Multi-Tenancy Primitives
A primer to Multi-Tenancy in DC/OS
Overview
Resources in DC/OS can be reserved and prioritized using a combination of roles, reservations, quotas, and weights. These features are provided by Apache Mesos, at the core of DC/OS and are referred to as Primitives
, as they are only accessible via the API and have not yet been integrated into the DC/OS UI or CLI. A user requires good monitoring in place of available/used resources when working with quotas, reservations, and weights.
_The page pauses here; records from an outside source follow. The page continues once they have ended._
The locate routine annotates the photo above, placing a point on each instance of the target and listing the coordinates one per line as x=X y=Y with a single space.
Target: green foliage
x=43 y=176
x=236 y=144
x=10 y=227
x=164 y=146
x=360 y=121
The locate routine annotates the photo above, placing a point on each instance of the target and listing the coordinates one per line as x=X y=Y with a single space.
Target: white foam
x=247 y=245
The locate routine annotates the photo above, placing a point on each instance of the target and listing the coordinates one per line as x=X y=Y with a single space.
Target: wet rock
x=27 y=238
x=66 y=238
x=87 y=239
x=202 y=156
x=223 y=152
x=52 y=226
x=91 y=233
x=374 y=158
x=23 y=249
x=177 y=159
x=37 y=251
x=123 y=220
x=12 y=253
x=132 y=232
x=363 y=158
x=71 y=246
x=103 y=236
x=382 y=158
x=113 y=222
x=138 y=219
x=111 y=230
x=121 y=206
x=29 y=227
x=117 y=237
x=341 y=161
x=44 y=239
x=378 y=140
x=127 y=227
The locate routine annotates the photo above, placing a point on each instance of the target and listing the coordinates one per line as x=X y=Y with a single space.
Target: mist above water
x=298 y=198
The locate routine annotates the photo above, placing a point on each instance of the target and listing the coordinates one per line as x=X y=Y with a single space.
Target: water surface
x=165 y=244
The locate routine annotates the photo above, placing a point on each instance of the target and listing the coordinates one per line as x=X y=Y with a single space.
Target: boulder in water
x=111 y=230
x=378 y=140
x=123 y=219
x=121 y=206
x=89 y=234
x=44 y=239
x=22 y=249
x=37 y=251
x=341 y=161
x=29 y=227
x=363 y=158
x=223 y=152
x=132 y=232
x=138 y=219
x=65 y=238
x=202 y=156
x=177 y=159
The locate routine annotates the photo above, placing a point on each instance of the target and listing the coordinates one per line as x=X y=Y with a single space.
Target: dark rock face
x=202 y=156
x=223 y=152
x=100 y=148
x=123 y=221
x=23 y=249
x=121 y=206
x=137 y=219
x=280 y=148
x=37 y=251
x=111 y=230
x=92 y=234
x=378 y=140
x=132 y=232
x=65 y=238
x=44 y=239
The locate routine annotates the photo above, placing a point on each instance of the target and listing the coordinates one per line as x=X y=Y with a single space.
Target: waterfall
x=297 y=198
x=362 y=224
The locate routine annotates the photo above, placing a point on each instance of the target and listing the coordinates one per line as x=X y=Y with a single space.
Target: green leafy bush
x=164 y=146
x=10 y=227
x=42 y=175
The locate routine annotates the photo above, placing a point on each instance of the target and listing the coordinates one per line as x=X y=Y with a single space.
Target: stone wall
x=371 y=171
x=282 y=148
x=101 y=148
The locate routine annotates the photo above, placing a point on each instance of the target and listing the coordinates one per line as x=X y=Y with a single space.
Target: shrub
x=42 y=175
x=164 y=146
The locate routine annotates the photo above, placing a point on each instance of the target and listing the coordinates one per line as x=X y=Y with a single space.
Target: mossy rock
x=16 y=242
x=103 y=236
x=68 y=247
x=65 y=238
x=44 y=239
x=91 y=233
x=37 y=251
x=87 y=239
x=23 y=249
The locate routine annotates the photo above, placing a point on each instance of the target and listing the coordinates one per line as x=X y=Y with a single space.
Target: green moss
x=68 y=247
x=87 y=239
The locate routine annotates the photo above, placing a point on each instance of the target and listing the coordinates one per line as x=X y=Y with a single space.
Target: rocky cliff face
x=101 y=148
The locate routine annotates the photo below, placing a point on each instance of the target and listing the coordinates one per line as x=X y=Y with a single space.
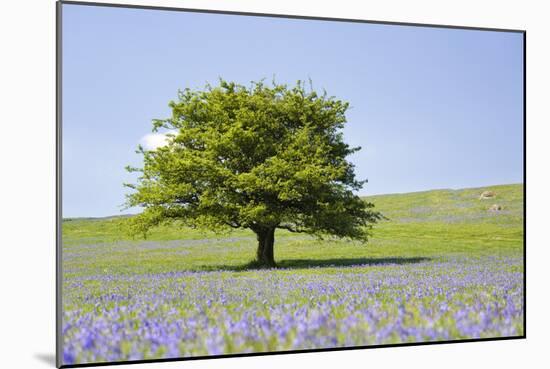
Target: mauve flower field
x=429 y=279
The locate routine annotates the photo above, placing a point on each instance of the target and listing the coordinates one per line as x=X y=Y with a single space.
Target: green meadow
x=441 y=266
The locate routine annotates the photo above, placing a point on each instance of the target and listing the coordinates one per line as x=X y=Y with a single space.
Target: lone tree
x=261 y=157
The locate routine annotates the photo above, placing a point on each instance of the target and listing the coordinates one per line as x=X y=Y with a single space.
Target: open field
x=442 y=267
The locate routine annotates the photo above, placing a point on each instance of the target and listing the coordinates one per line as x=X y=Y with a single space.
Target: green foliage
x=261 y=158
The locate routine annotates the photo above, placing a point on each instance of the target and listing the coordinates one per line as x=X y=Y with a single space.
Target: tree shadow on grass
x=319 y=263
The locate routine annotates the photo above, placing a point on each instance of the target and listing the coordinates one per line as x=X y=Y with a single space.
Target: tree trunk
x=266 y=239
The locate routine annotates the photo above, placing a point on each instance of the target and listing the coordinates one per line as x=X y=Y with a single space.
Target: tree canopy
x=261 y=157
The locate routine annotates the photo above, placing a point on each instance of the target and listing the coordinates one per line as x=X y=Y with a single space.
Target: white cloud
x=153 y=141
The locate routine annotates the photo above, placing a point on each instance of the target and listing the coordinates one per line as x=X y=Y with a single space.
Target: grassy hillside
x=431 y=224
x=441 y=267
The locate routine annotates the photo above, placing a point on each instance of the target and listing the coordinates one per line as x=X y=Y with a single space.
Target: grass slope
x=420 y=226
x=441 y=267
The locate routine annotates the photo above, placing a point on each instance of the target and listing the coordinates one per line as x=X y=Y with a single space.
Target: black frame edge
x=288 y=16
x=59 y=350
x=58 y=168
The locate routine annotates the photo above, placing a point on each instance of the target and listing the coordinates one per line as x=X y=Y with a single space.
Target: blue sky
x=431 y=107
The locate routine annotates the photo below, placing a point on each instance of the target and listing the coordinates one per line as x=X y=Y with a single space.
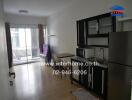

Resource management in this context refers to concepts such as reservations of resources on agents, resource quotas, and weights (priorities) for frameworks. These are useful for a number of scenarios, such as configuring multi-tenant environments, where multiple teams or projects co-exist on the same DC/OS cluster, and the available resources (CPU, RAM, disk, and ports) must be carved up and guaranteed for each cluster with guaranteed quotas. Secondly, with mixed workloads on a single cluster where one class of frameworks may have a higher weight (priority) than another, resources with high priority should be able to deploy faster than a lower weight framework.
This page covers the multi-tenancy primitives: Multi-Tenant quota management primitives, two examples of real-world scenarios, implementation instructions, and reference links.
Multi-Tenant Quota Management Primitives
The key concepts of multi-tenancy primitives include the following:
Roles
Roles refer to a resource consumer within the cluster. The resource consumer could represent a user within an organization, but it could also represent a team, a group, or a service. It most commonly refers to a class or type of activity which is running. In DC/OS, schedulers subscribe to one or more roles in order to receive resources and schedule work on behalf of the resource consumer(s) they are servicing. Examples of schedulers include Marathon, Kubernetes, and a number of the certified frameworks in the DC/OS Catalog such as Kafka and Cassandra, which have been built to include their own scheduler.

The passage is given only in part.